Warum Südafrika die Initiative ergriffen hat
Südafrika argumentierte, dass selbst diese südlichen Gebiete nicht sicher vor Beschuss seien, und dass die Evakuierung an sich schon in genozidaler Absicht stattgefunden habe. Begründet wurde dies mit der katastrophalen humanitären Lage in den südlichen Gebieten. Der massenhafte Hunger treffe schließlich alle Menschen in Gaza, nicht nur die Hamas-Kämpfer – oder diese sogar am wenigsten.

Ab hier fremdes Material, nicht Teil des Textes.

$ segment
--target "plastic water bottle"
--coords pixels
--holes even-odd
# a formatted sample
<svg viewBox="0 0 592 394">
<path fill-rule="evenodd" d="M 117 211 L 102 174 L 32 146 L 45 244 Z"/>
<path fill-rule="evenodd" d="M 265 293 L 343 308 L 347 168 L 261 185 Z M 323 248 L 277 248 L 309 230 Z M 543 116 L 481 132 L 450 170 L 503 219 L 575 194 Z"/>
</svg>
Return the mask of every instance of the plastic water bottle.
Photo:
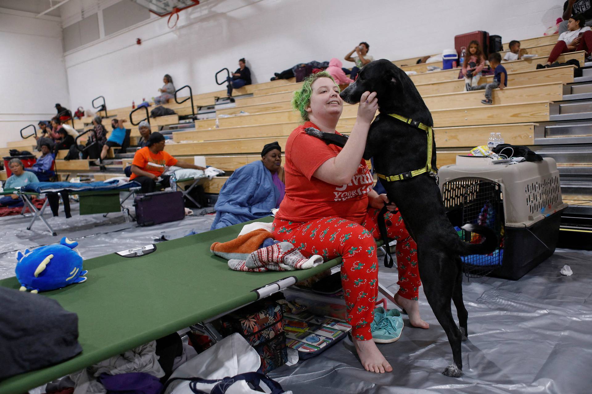
<svg viewBox="0 0 592 394">
<path fill-rule="evenodd" d="M 126 223 L 130 223 L 130 210 L 127 208 L 124 208 L 121 211 L 123 213 L 123 219 Z"/>
<path fill-rule="evenodd" d="M 461 58 L 459 59 L 459 66 L 462 67 L 465 63 L 465 57 L 466 56 L 466 48 L 461 47 Z"/>
<path fill-rule="evenodd" d="M 501 136 L 501 133 L 496 133 L 496 139 L 497 142 L 496 146 L 504 143 L 504 138 Z"/>
<path fill-rule="evenodd" d="M 490 133 L 489 139 L 487 140 L 487 147 L 489 150 L 493 151 L 496 146 L 496 133 Z"/>
</svg>

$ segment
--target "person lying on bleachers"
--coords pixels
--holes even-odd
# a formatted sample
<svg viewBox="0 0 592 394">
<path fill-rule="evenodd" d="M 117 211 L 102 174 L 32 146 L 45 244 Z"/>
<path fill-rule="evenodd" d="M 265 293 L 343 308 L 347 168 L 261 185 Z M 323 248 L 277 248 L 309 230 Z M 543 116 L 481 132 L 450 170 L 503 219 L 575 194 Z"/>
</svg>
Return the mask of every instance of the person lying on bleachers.
<svg viewBox="0 0 592 394">
<path fill-rule="evenodd" d="M 59 118 L 62 122 L 69 121 L 72 117 L 72 113 L 70 110 L 62 106 L 59 103 L 56 104 L 56 110 L 57 111 L 57 115 L 56 116 Z"/>
<path fill-rule="evenodd" d="M 232 97 L 232 89 L 251 84 L 251 70 L 245 65 L 244 58 L 239 59 L 239 68 L 226 79 L 226 95 Z"/>
<path fill-rule="evenodd" d="M 210 230 L 259 219 L 279 206 L 285 194 L 281 148 L 268 144 L 261 160 L 237 168 L 220 190 Z"/>
<path fill-rule="evenodd" d="M 15 158 L 8 162 L 8 168 L 12 174 L 6 180 L 5 189 L 21 187 L 29 183 L 38 182 L 37 175 L 30 171 L 25 171 L 25 166 L 20 159 Z M 0 197 L 0 207 L 22 207 L 25 203 L 18 194 L 11 194 Z"/>
<path fill-rule="evenodd" d="M 547 59 L 547 63 L 542 66 L 548 67 L 562 53 L 585 51 L 586 57 L 592 52 L 592 31 L 585 26 L 586 19 L 581 14 L 572 15 L 567 22 L 567 31 L 559 35 L 557 43 L 551 51 Z M 536 68 L 541 68 L 538 65 Z"/>
<path fill-rule="evenodd" d="M 59 133 L 58 132 L 60 129 L 63 129 L 65 130 L 66 133 L 69 135 L 71 135 L 72 138 L 76 138 L 78 136 L 78 132 L 76 131 L 73 127 L 63 123 L 57 116 L 54 116 L 52 118 L 52 127 L 53 130 L 53 133 L 52 134 L 52 136 L 54 140 L 59 139 L 60 138 Z"/>
<path fill-rule="evenodd" d="M 347 69 L 343 69 L 343 71 L 346 74 L 349 74 L 349 77 L 352 79 L 355 80 L 356 77 L 358 76 L 358 71 L 360 70 L 360 69 L 371 61 L 374 61 L 374 58 L 372 56 L 368 54 L 368 50 L 369 49 L 370 45 L 368 45 L 368 43 L 362 41 L 360 43 L 359 45 L 354 48 L 351 52 L 345 56 L 344 58 L 346 61 L 353 61 L 356 63 L 355 66 L 352 67 L 350 72 L 348 72 L 349 70 L 346 71 L 346 70 L 348 70 Z M 354 52 L 358 56 L 352 57 L 352 55 L 353 54 Z"/>
<path fill-rule="evenodd" d="M 165 152 L 165 137 L 160 133 L 150 134 L 146 146 L 138 149 L 131 162 L 130 181 L 136 181 L 141 185 L 140 193 L 150 193 L 156 190 L 156 181 L 160 178 L 163 187 L 169 185 L 170 175 L 163 175 L 165 167 L 176 165 L 182 168 L 205 170 L 204 167 L 182 161 L 178 161 Z"/>
<path fill-rule="evenodd" d="M 37 159 L 32 167 L 25 168 L 25 171 L 31 171 L 37 175 L 41 182 L 47 182 L 56 173 L 53 171 L 53 160 L 55 158 L 52 152 L 49 144 L 44 142 L 41 145 L 41 152 L 43 155 Z"/>
<path fill-rule="evenodd" d="M 327 72 L 331 74 L 338 85 L 353 83 L 353 80 L 348 77 L 342 66 L 341 60 L 334 57 L 329 61 L 329 66 L 327 67 Z"/>
<path fill-rule="evenodd" d="M 138 140 L 138 146 L 140 148 L 144 148 L 148 144 L 148 138 L 150 135 L 152 133 L 152 130 L 150 129 L 150 123 L 148 123 L 147 121 L 142 121 L 138 125 L 138 129 L 140 131 L 140 139 Z"/>
<path fill-rule="evenodd" d="M 66 129 L 62 127 L 57 130 L 59 135 L 59 139 L 56 141 L 56 145 L 53 146 L 53 153 L 57 154 L 57 151 L 60 150 L 69 150 L 70 147 L 74 145 L 74 138 L 66 131 Z"/>
<path fill-rule="evenodd" d="M 53 138 L 52 138 L 52 128 L 47 125 L 47 122 L 45 121 L 41 121 L 37 123 L 37 126 L 39 128 L 39 131 L 41 132 L 40 135 L 37 135 L 35 137 L 35 139 L 37 140 L 37 150 L 41 151 L 41 146 L 43 144 L 49 144 L 50 150 L 53 150 L 53 145 L 54 142 Z"/>
<path fill-rule="evenodd" d="M 121 147 L 123 145 L 123 140 L 126 139 L 126 128 L 124 127 L 123 123 L 127 121 L 123 119 L 114 119 L 111 121 L 113 131 L 101 151 L 101 161 L 107 157 L 110 148 Z"/>
<path fill-rule="evenodd" d="M 165 85 L 158 90 L 160 92 L 160 95 L 152 97 L 152 100 L 156 105 L 166 104 L 169 100 L 173 98 L 175 95 L 175 85 L 173 84 L 173 79 L 168 74 L 165 74 L 162 78 L 162 82 Z"/>
<path fill-rule="evenodd" d="M 276 79 L 289 79 L 290 78 L 294 78 L 295 76 L 296 70 L 298 69 L 303 67 L 310 66 L 311 69 L 324 69 L 329 66 L 328 61 L 317 61 L 316 60 L 313 60 L 312 61 L 309 61 L 307 63 L 298 63 L 296 64 L 291 69 L 288 69 L 288 70 L 284 70 L 281 73 L 274 73 L 274 74 L 275 77 L 272 77 L 272 81 L 275 80 Z M 347 69 L 346 69 L 347 70 Z M 348 73 L 349 73 L 349 70 L 348 70 Z"/>
</svg>

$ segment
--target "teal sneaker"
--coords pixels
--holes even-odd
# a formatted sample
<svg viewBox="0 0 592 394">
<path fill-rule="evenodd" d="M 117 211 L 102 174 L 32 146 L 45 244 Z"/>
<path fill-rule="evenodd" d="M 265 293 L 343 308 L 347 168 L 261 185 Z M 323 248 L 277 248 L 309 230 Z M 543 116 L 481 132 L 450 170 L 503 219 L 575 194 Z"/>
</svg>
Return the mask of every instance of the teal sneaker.
<svg viewBox="0 0 592 394">
<path fill-rule="evenodd" d="M 404 326 L 398 309 L 387 312 L 384 308 L 377 308 L 374 310 L 374 320 L 370 324 L 372 340 L 377 343 L 395 342 L 401 337 Z"/>
</svg>

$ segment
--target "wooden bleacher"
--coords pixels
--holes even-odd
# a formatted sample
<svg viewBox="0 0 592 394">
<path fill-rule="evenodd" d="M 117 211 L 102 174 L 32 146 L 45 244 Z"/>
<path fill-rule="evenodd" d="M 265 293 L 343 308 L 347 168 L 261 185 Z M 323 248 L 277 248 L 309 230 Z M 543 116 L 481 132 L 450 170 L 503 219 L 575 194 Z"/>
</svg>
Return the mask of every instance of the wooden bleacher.
<svg viewBox="0 0 592 394">
<path fill-rule="evenodd" d="M 543 58 L 548 55 L 556 39 L 557 35 L 554 35 L 520 40 L 522 48 L 539 57 L 504 62 L 509 72 L 509 86 L 494 90 L 494 105 L 481 104 L 482 91 L 463 92 L 464 82 L 457 79 L 458 69 L 433 72 L 418 71 L 420 73 L 411 76 L 432 113 L 438 166 L 452 164 L 458 154 L 466 154 L 469 148 L 483 145 L 491 132 L 501 132 L 507 143 L 535 144 L 535 123 L 549 120 L 550 103 L 561 100 L 564 85 L 574 82 L 573 66 L 535 69 L 536 64 L 546 60 Z M 504 44 L 504 48 L 507 48 L 507 44 Z M 415 60 L 419 57 L 393 63 L 408 64 L 408 68 L 404 69 L 406 70 L 421 70 L 426 64 L 414 68 Z M 571 58 L 583 64 L 584 53 L 564 54 L 559 61 Z M 483 77 L 480 83 L 491 82 L 493 76 Z M 234 89 L 234 96 L 251 96 L 237 97 L 234 107 L 218 109 L 216 116 L 219 128 L 216 128 L 215 119 L 196 121 L 195 129 L 173 132 L 173 141 L 167 144 L 165 150 L 181 160 L 191 162 L 193 156 L 204 155 L 207 165 L 223 170 L 230 175 L 240 167 L 260 159 L 259 154 L 265 144 L 276 141 L 282 148 L 285 146 L 288 136 L 300 124 L 298 114 L 291 109 L 290 100 L 293 92 L 301 86 L 301 83 L 296 83 L 293 80 L 279 80 Z M 225 96 L 226 90 L 194 95 L 194 104 L 213 105 L 215 97 Z M 178 116 L 151 119 L 154 131 L 162 126 L 176 124 L 179 116 L 191 113 L 189 101 L 180 105 L 169 103 L 165 106 L 177 112 Z M 110 117 L 128 119 L 131 110 L 130 107 L 110 109 L 108 112 Z M 356 112 L 357 105 L 346 105 L 337 129 L 349 133 L 355 123 Z M 247 115 L 239 115 L 241 112 Z M 144 113 L 140 111 L 136 113 L 134 121 L 143 118 Z M 81 119 L 75 122 L 75 125 L 82 124 L 84 127 L 87 125 L 88 127 L 88 122 L 91 120 Z M 110 120 L 105 119 L 103 124 L 110 130 Z M 130 127 L 129 125 L 127 126 Z M 139 132 L 137 126 L 131 128 L 133 144 Z M 11 146 L 28 146 L 24 142 L 15 141 Z M 91 172 L 89 160 L 63 161 L 62 159 L 66 153 L 59 153 L 56 167 L 59 171 L 91 174 L 98 180 L 118 175 Z M 123 168 L 131 161 L 130 158 L 121 159 L 122 172 Z M 0 178 L 1 177 L 0 172 Z M 204 185 L 206 192 L 218 193 L 227 178 L 228 176 L 219 177 L 207 183 Z"/>
</svg>

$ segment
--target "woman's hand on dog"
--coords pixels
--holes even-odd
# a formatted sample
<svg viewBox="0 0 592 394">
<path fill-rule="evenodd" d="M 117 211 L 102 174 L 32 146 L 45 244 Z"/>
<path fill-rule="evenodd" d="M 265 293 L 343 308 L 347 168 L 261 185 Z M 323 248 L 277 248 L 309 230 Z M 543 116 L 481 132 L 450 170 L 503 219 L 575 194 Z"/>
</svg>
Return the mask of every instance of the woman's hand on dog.
<svg viewBox="0 0 592 394">
<path fill-rule="evenodd" d="M 374 119 L 377 109 L 378 99 L 376 97 L 376 92 L 365 92 L 360 98 L 360 105 L 358 107 L 358 120 L 369 124 Z"/>
<path fill-rule="evenodd" d="M 397 209 L 397 206 L 395 205 L 394 203 L 391 203 L 388 200 L 388 197 L 387 197 L 386 194 L 378 194 L 374 197 L 369 194 L 368 198 L 370 199 L 370 206 L 372 208 L 381 209 L 384 206 L 385 203 L 386 203 L 387 209 L 391 212 Z"/>
</svg>

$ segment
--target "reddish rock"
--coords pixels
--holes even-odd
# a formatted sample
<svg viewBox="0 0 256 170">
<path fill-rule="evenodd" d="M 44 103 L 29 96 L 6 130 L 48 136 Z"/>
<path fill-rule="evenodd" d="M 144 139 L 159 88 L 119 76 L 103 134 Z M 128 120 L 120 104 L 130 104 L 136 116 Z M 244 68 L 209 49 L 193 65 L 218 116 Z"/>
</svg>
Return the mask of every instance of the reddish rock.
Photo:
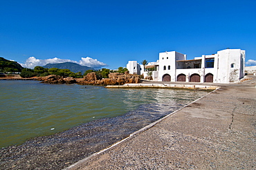
<svg viewBox="0 0 256 170">
<path fill-rule="evenodd" d="M 118 73 L 110 73 L 109 78 L 98 79 L 95 73 L 88 73 L 82 80 L 79 80 L 77 84 L 82 85 L 122 85 L 125 83 L 139 83 L 140 78 L 137 75 L 125 74 Z"/>
<path fill-rule="evenodd" d="M 42 77 L 37 78 L 38 81 L 42 81 L 41 83 L 48 83 L 48 84 L 74 84 L 76 83 L 76 80 L 72 77 L 63 78 L 60 75 L 50 75 L 46 77 Z"/>
</svg>

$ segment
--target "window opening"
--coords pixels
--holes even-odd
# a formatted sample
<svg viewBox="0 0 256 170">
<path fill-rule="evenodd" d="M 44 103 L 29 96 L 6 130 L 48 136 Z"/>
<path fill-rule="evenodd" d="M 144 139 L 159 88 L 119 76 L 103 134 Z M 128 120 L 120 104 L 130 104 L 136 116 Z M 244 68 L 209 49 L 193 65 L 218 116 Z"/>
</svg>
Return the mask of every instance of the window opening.
<svg viewBox="0 0 256 170">
<path fill-rule="evenodd" d="M 205 59 L 205 68 L 214 67 L 214 58 Z"/>
</svg>

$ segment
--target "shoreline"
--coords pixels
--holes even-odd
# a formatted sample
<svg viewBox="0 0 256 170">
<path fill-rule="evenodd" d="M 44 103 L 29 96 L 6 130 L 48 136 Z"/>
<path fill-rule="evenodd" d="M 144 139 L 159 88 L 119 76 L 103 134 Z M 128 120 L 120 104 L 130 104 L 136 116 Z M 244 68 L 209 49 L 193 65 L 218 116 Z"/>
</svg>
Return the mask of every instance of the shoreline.
<svg viewBox="0 0 256 170">
<path fill-rule="evenodd" d="M 191 93 L 191 96 L 194 95 Z M 143 104 L 122 115 L 94 120 L 54 135 L 32 138 L 21 145 L 5 147 L 0 149 L 0 169 L 61 169 L 109 147 L 190 102 Z"/>
<path fill-rule="evenodd" d="M 236 87 L 236 86 L 239 86 L 240 85 L 237 85 L 237 84 L 232 84 L 232 85 L 230 86 L 230 87 L 232 88 L 232 86 Z M 255 85 L 254 84 L 253 85 L 250 85 L 249 86 L 255 86 Z M 227 88 L 228 88 L 228 86 L 223 86 L 222 87 L 222 89 L 221 88 L 221 89 L 219 89 L 217 91 L 214 91 L 213 93 L 219 93 L 219 92 L 221 92 L 223 90 L 226 91 Z M 208 94 L 206 95 L 208 95 Z M 201 98 L 203 99 L 204 97 L 201 97 Z M 198 102 L 198 100 L 196 100 L 196 101 L 197 102 L 195 102 L 195 101 L 192 102 L 192 103 L 188 104 L 187 106 L 184 107 L 183 108 L 182 108 L 181 110 L 187 109 L 188 108 L 190 108 L 190 106 L 189 106 L 193 105 L 193 103 L 194 104 L 195 103 L 195 104 L 196 104 L 196 103 Z M 152 108 L 152 109 L 154 109 L 154 108 Z M 179 110 L 178 111 L 175 111 L 176 113 L 174 115 L 177 115 L 178 114 L 177 112 L 180 112 L 181 110 Z M 124 116 L 125 117 L 126 115 L 124 115 Z M 168 118 L 167 118 L 167 119 L 170 119 L 170 117 L 172 117 L 172 115 L 171 116 L 168 116 Z M 100 123 L 99 124 L 100 126 L 98 126 L 99 128 L 100 127 L 102 128 L 102 126 L 101 126 L 100 124 L 102 123 L 102 120 L 105 120 L 105 119 L 107 119 L 107 118 L 103 118 L 102 120 L 99 120 L 100 122 L 99 122 Z M 163 120 L 163 122 L 164 122 L 164 121 L 165 121 L 165 120 Z M 118 121 L 114 121 L 114 122 L 118 122 Z M 140 136 L 141 134 L 143 134 L 145 132 L 147 132 L 148 131 L 150 131 L 150 129 L 154 129 L 154 126 L 159 126 L 163 122 L 158 122 L 158 120 L 156 120 L 156 122 L 156 122 L 154 126 L 153 126 L 152 127 L 147 128 L 147 126 L 144 126 L 143 127 L 139 129 L 144 129 L 144 130 L 138 130 L 138 131 L 141 131 L 140 133 L 138 133 L 138 134 L 136 133 L 136 135 L 131 135 L 131 139 L 127 140 L 124 142 L 122 142 L 121 143 L 118 142 L 118 141 L 120 141 L 120 139 L 121 139 L 119 137 L 113 136 L 113 135 L 110 135 L 109 137 L 107 137 L 106 135 L 106 134 L 102 135 L 102 136 L 105 136 L 105 137 L 107 137 L 107 138 L 113 137 L 111 139 L 113 140 L 113 141 L 116 141 L 116 142 L 114 142 L 114 143 L 115 142 L 118 142 L 118 144 L 116 145 L 115 144 L 113 144 L 114 147 L 111 147 L 111 149 L 109 149 L 109 150 L 105 151 L 104 149 L 111 147 L 113 144 L 110 144 L 110 143 L 107 142 L 107 145 L 100 144 L 100 147 L 101 147 L 101 149 L 98 148 L 98 146 L 96 146 L 96 148 L 98 148 L 98 149 L 99 149 L 98 151 L 100 151 L 102 149 L 103 149 L 104 151 L 100 152 L 100 154 L 98 154 L 97 153 L 98 152 L 96 151 L 95 153 L 97 153 L 96 154 L 97 156 L 95 155 L 92 155 L 92 154 L 93 153 L 91 153 L 90 154 L 89 154 L 89 156 L 90 157 L 90 159 L 87 159 L 86 162 L 83 162 L 82 164 L 80 164 L 81 162 L 80 162 L 80 163 L 79 166 L 80 167 L 84 167 L 84 164 L 86 164 L 86 166 L 87 166 L 87 165 L 91 166 L 91 164 L 88 164 L 88 163 L 91 162 L 91 161 L 93 161 L 93 162 L 95 161 L 95 158 L 98 158 L 98 156 L 100 156 L 100 155 L 102 155 L 102 154 L 106 154 L 106 153 L 111 152 L 111 151 L 113 151 L 112 149 L 116 149 L 117 148 L 118 149 L 122 148 L 122 144 L 124 144 L 124 143 L 129 142 L 129 141 L 131 141 L 131 140 L 134 140 L 134 138 L 136 138 L 136 136 Z M 92 124 L 94 122 L 92 122 Z M 86 124 L 84 124 L 84 125 L 85 126 L 84 127 L 87 126 Z M 111 127 L 111 126 L 109 127 Z M 103 126 L 103 128 L 104 128 L 104 126 Z M 80 129 L 80 127 L 76 126 L 76 127 L 74 127 L 74 128 L 71 128 L 71 129 L 67 130 L 65 132 L 66 133 L 66 135 L 73 135 L 72 138 L 73 139 L 77 140 L 77 141 L 75 141 L 75 142 L 77 142 L 77 144 L 81 144 L 80 142 L 89 142 L 89 141 L 86 141 L 85 139 L 82 139 L 82 140 L 80 140 L 80 139 L 82 138 L 80 138 L 81 136 L 80 136 L 80 133 L 79 131 L 80 130 L 82 130 Z M 90 129 L 90 131 L 93 131 L 93 130 Z M 93 131 L 91 131 L 91 133 L 93 133 Z M 95 133 L 95 131 L 94 131 L 94 133 Z M 60 133 L 55 133 L 54 135 L 57 138 L 56 138 L 57 140 L 63 140 L 64 139 L 63 138 L 65 137 L 65 135 L 64 135 L 63 136 L 63 135 L 60 135 Z M 90 132 L 89 132 L 89 133 L 90 133 Z M 131 134 L 133 134 L 132 133 L 128 133 L 129 134 L 127 135 L 127 136 L 130 135 Z M 123 136 L 123 138 L 125 138 L 127 136 L 125 135 L 125 136 Z M 47 136 L 47 137 L 49 137 L 49 136 Z M 37 139 L 42 139 L 42 140 L 48 140 L 48 141 L 47 142 L 45 142 L 45 143 L 53 143 L 53 142 L 54 142 L 54 140 L 51 139 L 51 136 L 50 136 L 50 137 L 51 138 L 46 138 L 45 136 L 39 137 L 38 138 L 37 138 Z M 102 138 L 102 136 L 100 135 L 99 136 L 100 140 L 101 138 Z M 81 141 L 82 141 L 82 142 L 81 142 Z M 87 149 L 89 149 L 89 148 L 91 147 L 91 146 L 90 146 L 90 145 L 89 145 L 89 147 L 85 147 L 84 145 L 80 145 L 80 147 L 78 148 L 74 148 L 74 147 L 71 147 L 71 145 L 70 145 L 71 141 L 69 141 L 69 140 L 64 141 L 64 143 L 63 143 L 64 145 L 62 145 L 62 147 L 60 147 L 60 148 L 59 144 L 55 144 L 55 145 L 53 145 L 50 147 L 45 147 L 46 146 L 44 146 L 44 143 L 40 142 L 40 140 L 39 141 L 30 141 L 30 141 L 28 141 L 26 143 L 27 143 L 28 145 L 20 145 L 21 147 L 19 147 L 19 149 L 17 148 L 15 146 L 9 147 L 9 149 L 10 149 L 10 151 L 8 151 L 9 153 L 3 153 L 3 149 L 1 150 L 0 153 L 2 155 L 3 155 L 4 154 L 10 154 L 10 155 L 7 155 L 9 156 L 10 158 L 15 158 L 17 155 L 12 155 L 10 153 L 15 153 L 15 151 L 17 151 L 17 152 L 20 152 L 21 151 L 24 151 L 23 154 L 21 155 L 21 158 L 19 158 L 19 159 L 21 159 L 19 161 L 21 161 L 21 160 L 25 161 L 24 162 L 24 166 L 25 166 L 25 167 L 26 166 L 26 167 L 24 167 L 24 169 L 26 169 L 26 167 L 28 169 L 35 169 L 35 167 L 33 167 L 33 165 L 32 165 L 32 164 L 30 164 L 29 163 L 29 162 L 28 162 L 28 162 L 25 163 L 27 161 L 31 161 L 30 160 L 30 157 L 33 157 L 33 156 L 36 155 L 37 154 L 39 154 L 39 155 L 41 155 L 41 156 L 37 157 L 38 160 L 37 160 L 37 162 L 34 162 L 34 163 L 39 164 L 38 165 L 44 166 L 44 167 L 46 169 L 52 169 L 53 167 L 51 167 L 51 164 L 45 165 L 45 164 L 44 164 L 44 163 L 42 162 L 42 161 L 43 161 L 43 160 L 44 160 L 44 158 L 43 158 L 44 156 L 43 155 L 46 155 L 46 156 L 47 156 L 48 158 L 51 158 L 51 156 L 48 155 L 49 153 L 55 153 L 55 155 L 53 158 L 51 158 L 50 162 L 48 161 L 48 163 L 50 163 L 50 164 L 51 163 L 52 165 L 55 166 L 55 164 L 57 162 L 55 161 L 54 159 L 56 158 L 55 157 L 57 156 L 57 157 L 62 158 L 62 161 L 60 162 L 62 164 L 66 165 L 65 167 L 67 167 L 68 165 L 71 165 L 71 164 L 72 164 L 72 162 L 73 163 L 75 163 L 75 162 L 72 162 L 71 160 L 68 160 L 68 158 L 66 158 L 65 155 L 73 155 L 73 153 L 77 151 L 77 150 L 79 150 L 82 153 L 83 153 L 83 152 L 86 151 Z M 19 146 L 17 146 L 17 147 L 19 147 Z M 37 151 L 37 149 L 35 149 L 35 147 L 41 148 L 42 152 L 42 153 L 38 153 L 38 151 Z M 26 151 L 26 149 L 30 149 L 30 152 L 28 153 L 28 152 Z M 18 150 L 17 150 L 17 149 L 18 149 Z M 152 151 L 154 151 L 154 150 L 152 150 Z M 64 152 L 66 152 L 66 153 L 64 153 Z M 122 155 L 118 155 L 122 156 Z M 82 157 L 83 157 L 83 155 L 82 153 L 82 154 L 79 155 L 79 157 L 77 158 L 78 158 L 78 160 L 81 160 L 83 158 L 84 158 L 84 158 L 82 158 Z M 35 158 L 37 158 L 37 157 L 35 157 Z M 1 162 L 2 162 L 3 160 L 3 158 L 1 158 Z M 31 162 L 31 163 L 33 163 L 33 162 Z M 10 162 L 10 163 L 12 164 L 12 162 Z M 14 162 L 12 162 L 12 163 L 14 163 Z M 20 162 L 20 163 L 21 163 L 21 162 Z M 104 167 L 105 168 L 108 167 L 107 164 L 101 164 L 101 163 L 100 163 L 100 164 L 101 164 L 101 166 L 107 166 L 107 167 Z M 89 165 L 89 164 L 91 164 L 91 165 Z M 15 165 L 15 164 L 14 164 L 13 166 L 17 166 L 17 165 Z M 32 166 L 32 167 L 30 167 L 30 166 Z M 47 166 L 50 166 L 50 167 L 47 167 Z M 118 166 L 118 164 L 116 164 L 116 166 Z M 6 169 L 9 169 L 8 167 L 6 167 Z M 9 168 L 10 168 L 10 169 L 21 169 L 20 167 L 19 168 L 19 167 L 10 167 Z M 55 168 L 56 168 L 56 167 L 55 167 Z M 108 167 L 108 168 L 110 168 L 110 167 Z M 108 169 L 108 168 L 107 168 L 107 169 Z M 72 168 L 72 169 L 73 169 Z"/>
</svg>

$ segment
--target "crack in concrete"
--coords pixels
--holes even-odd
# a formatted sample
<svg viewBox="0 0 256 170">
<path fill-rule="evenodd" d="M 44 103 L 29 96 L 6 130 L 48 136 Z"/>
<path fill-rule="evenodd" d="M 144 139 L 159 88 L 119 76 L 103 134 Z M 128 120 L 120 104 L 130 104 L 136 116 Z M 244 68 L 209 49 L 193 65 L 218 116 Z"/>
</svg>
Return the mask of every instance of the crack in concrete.
<svg viewBox="0 0 256 170">
<path fill-rule="evenodd" d="M 231 120 L 231 123 L 229 125 L 229 129 L 231 129 L 231 126 L 234 122 L 234 113 L 235 113 L 235 110 L 237 108 L 237 106 L 235 106 L 235 108 L 233 109 L 233 111 L 232 112 L 232 120 Z"/>
</svg>

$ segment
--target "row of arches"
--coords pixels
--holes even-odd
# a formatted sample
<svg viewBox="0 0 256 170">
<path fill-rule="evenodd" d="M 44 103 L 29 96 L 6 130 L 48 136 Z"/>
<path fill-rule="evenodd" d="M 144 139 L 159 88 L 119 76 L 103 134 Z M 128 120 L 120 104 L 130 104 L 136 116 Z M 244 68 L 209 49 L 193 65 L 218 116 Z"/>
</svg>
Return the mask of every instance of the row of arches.
<svg viewBox="0 0 256 170">
<path fill-rule="evenodd" d="M 171 69 L 171 66 L 168 66 L 168 70 L 170 70 Z M 163 70 L 166 70 L 166 66 L 163 66 Z"/>
<path fill-rule="evenodd" d="M 165 74 L 163 76 L 163 82 L 171 82 L 171 76 Z M 200 82 L 201 76 L 199 74 L 192 74 L 190 77 L 190 82 Z M 177 76 L 177 82 L 185 82 L 186 75 L 184 74 L 179 74 Z M 205 82 L 213 82 L 213 75 L 208 73 L 205 76 Z"/>
</svg>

Grundsätzlich kann jeder Staat einen anderen Staat vor den Gerichtshof bringen, wenn er einen Bruch der Konvention befürchtet. Es ist aber kein Zufall, dass ausgerechnet Südafrika die Initiative ergriffen hat. Eine lange Geschichte verbindet Südafrika mit Israel und trennt die Staaten heute voneinander. Als in Südafrika das Apartheid-Regime die schwarze Mehrheit im Land einem strengen Knebel-Regime unterwarf, lieferte Israel Waffen. Heute wird der Vorwurf, Israel habe gegen die palästinensische Bevölkerung im Westjordanland und in Gaza selbst ein Apartheid-Regime verhängt, von Südafrika unterstützt. Schon Südafrikas erster demokratischer Präsident, Nelson Mandela, erklärte seine Solidarität mit den Palästinensern, die „wie wir für das Recht auf Selbstbestimmung kämpfen.“
Deutschland und USA an der Seite Israels
In seiner Klage vor dem Gerichtshof weiß Südafrika zahlreiche Staaten hinter sich. Neben den 57 Mitgliedern der Organisation der Islamische Konferenz sind das die Türkei, Jordanien, Bangladesch, Brasilien, Bolivien und weitere Länder. Die USA haben sich dagegen ausgesprochen.
Deutschland hat sich dem Genozid-Verfahren als intervenierende Drittpartei angeschlossen. Die Bundesrepublik stellt sich dabei auf die Seite Israels und vertritt die Position, dass der Vorwurf des Völkermords „jeder Grundlage entbehrt“.